The concentrations of proline ranged between 731.27 mg/kg (H11) and 3730.90 mg/kg (H03) with an average of 2139.98±51.26 mg/kg. These rates were widely higher than 180 mg/kg, the minimal limit proposed by Bogdanov et al. [18]. These results indicated the maturity of analyzed honeys and the absence of adulteration. The average obtained was greater than that reported by Meda et al. [37] on Burkina Faso honeys (910±267.9 mg/kg) and it agreed to that found by Khalil et al. [38] on Algerian honeys (2131.47±0.90 mg/kg). The changes in proline levels may be attributed to the strength of bee colonies [39, 40].

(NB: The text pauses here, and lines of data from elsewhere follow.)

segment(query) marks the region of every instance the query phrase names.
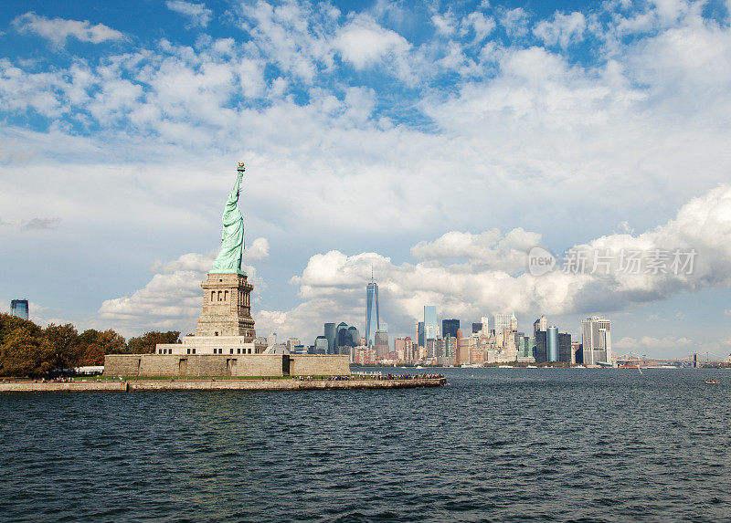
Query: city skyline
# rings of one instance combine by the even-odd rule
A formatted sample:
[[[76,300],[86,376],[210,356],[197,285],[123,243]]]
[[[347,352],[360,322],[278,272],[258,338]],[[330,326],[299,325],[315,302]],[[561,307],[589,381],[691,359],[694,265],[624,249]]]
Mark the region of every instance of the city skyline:
[[[192,331],[245,161],[262,332],[365,332],[373,269],[392,337],[434,304],[731,351],[727,5],[188,4],[4,5],[2,310]]]

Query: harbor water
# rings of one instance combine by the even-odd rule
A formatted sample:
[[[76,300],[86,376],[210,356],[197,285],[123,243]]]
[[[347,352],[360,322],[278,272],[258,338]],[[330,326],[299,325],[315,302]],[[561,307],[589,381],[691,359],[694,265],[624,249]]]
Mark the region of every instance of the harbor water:
[[[442,371],[1,395],[0,521],[731,520],[731,371]]]

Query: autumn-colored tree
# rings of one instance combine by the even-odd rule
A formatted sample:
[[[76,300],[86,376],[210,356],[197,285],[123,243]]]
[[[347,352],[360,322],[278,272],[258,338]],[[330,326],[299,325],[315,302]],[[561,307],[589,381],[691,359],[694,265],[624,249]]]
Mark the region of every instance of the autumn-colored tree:
[[[0,374],[40,376],[54,370],[53,345],[35,327],[21,326],[5,336],[0,346]]]
[[[35,336],[40,335],[40,327],[29,319],[0,313],[0,345],[5,343],[5,338],[18,327],[30,329]]]
[[[167,332],[151,330],[137,338],[130,338],[127,342],[127,351],[132,354],[152,354],[158,343],[177,343],[179,338],[179,330]]]

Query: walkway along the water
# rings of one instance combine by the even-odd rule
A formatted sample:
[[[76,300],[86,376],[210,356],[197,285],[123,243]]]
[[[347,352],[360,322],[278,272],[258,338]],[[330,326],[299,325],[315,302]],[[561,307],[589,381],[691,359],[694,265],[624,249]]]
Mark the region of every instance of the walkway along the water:
[[[410,379],[348,380],[147,380],[100,382],[8,382],[0,392],[134,392],[137,391],[312,391],[321,389],[404,389],[440,387],[443,376]]]

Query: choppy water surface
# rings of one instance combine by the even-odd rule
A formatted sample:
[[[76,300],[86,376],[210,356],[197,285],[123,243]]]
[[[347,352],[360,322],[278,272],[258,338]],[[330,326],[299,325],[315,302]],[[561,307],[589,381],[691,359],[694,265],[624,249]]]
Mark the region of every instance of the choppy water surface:
[[[731,520],[731,371],[445,373],[3,395],[0,520]]]

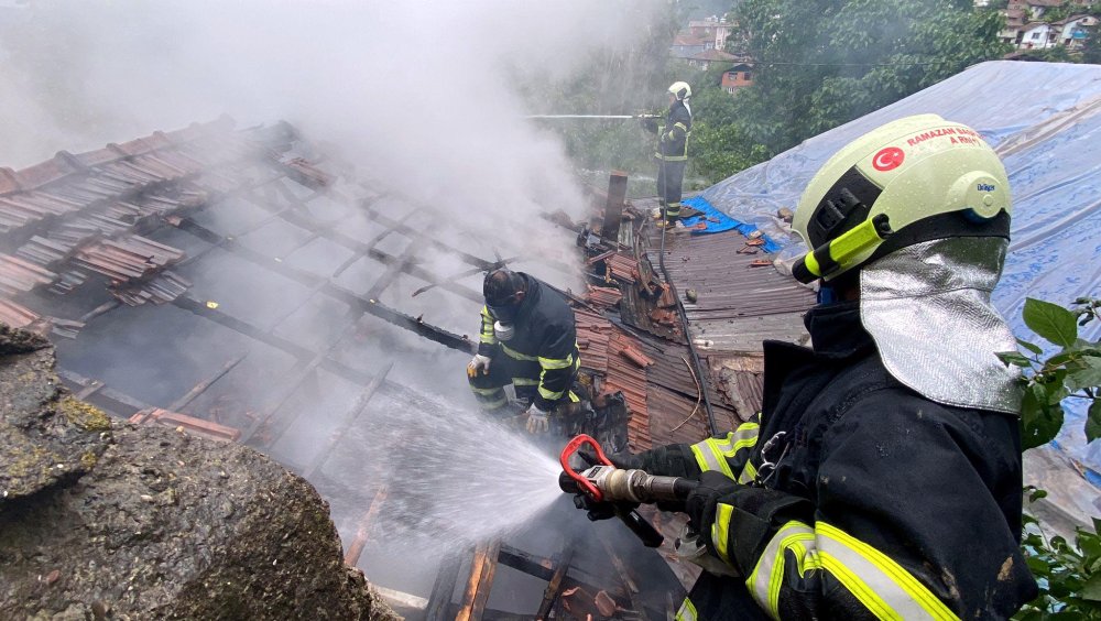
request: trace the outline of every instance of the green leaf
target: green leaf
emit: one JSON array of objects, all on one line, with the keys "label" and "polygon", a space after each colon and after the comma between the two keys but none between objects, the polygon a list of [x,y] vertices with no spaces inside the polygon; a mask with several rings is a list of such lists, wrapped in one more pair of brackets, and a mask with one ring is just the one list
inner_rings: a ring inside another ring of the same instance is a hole
[{"label": "green leaf", "polygon": [[1101,358],[1097,356],[1084,356],[1081,361],[1075,364],[1067,377],[1067,388],[1071,391],[1083,388],[1101,386]]},{"label": "green leaf", "polygon": [[1101,437],[1101,399],[1094,399],[1086,413],[1086,442],[1091,443],[1099,437]]},{"label": "green leaf", "polygon": [[1090,601],[1101,601],[1101,574],[1090,576],[1082,585],[1079,596]]},{"label": "green leaf", "polygon": [[1040,353],[1044,353],[1044,350],[1040,349],[1038,345],[1033,345],[1033,344],[1028,342],[1027,340],[1022,340],[1022,339],[1018,338],[1017,339],[1017,345],[1020,345],[1021,347],[1027,349],[1028,351],[1032,351],[1036,356],[1039,356]]},{"label": "green leaf", "polygon": [[1062,428],[1062,408],[1047,403],[1044,384],[1032,384],[1021,403],[1021,445],[1023,450],[1043,446]]},{"label": "green leaf", "polygon": [[1024,320],[1028,328],[1060,347],[1070,347],[1078,338],[1075,314],[1058,304],[1029,297],[1025,301]]},{"label": "green leaf", "polygon": [[1025,565],[1028,566],[1028,570],[1032,571],[1033,576],[1037,578],[1047,578],[1051,575],[1051,566],[1037,556],[1029,556],[1025,558]]},{"label": "green leaf", "polygon": [[1022,356],[1020,351],[999,351],[994,356],[998,356],[998,359],[1004,362],[1006,367],[1010,364],[1025,368],[1032,367],[1032,360]]}]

The color of the analyzed samples varied from mimosa yellow to dark brown. The results of the color intensity ranged from 0.250 (H11) to 1.778 (H03) with an average of 0.930±0.008. High variability in the color of honeys could be attributed to their floral origin and ash content. The dark color of honey samples H03, H06 and H01 was probably due to the diversity of vegetation in regions of Tavel, Barbacha and Tizi adjissa, respectively, subsequently a high variability in their chemical composition.

The specific rotation was levorotatory in most honey samples. It ranged from –18.46 (H05) to –2.07 (H02). Only sample H12 was dextrorotatory (6.46). Tighremt honey (Bejaia) was dextrorotatory. This could be explained by its high content on trisaccharides (dextrorotatory) compared to fructose (levorotatory). According to Bogdanov et al. [41] natural honey has the property of rotating the plane of polarised light to the left. The overall specific rotation of honey depends on the concentration of the various sugars present in the honey. Chemini honey (Bejaia) was levorotatory over other honeys. This result may be due to the very high ratio fructose/sucrose.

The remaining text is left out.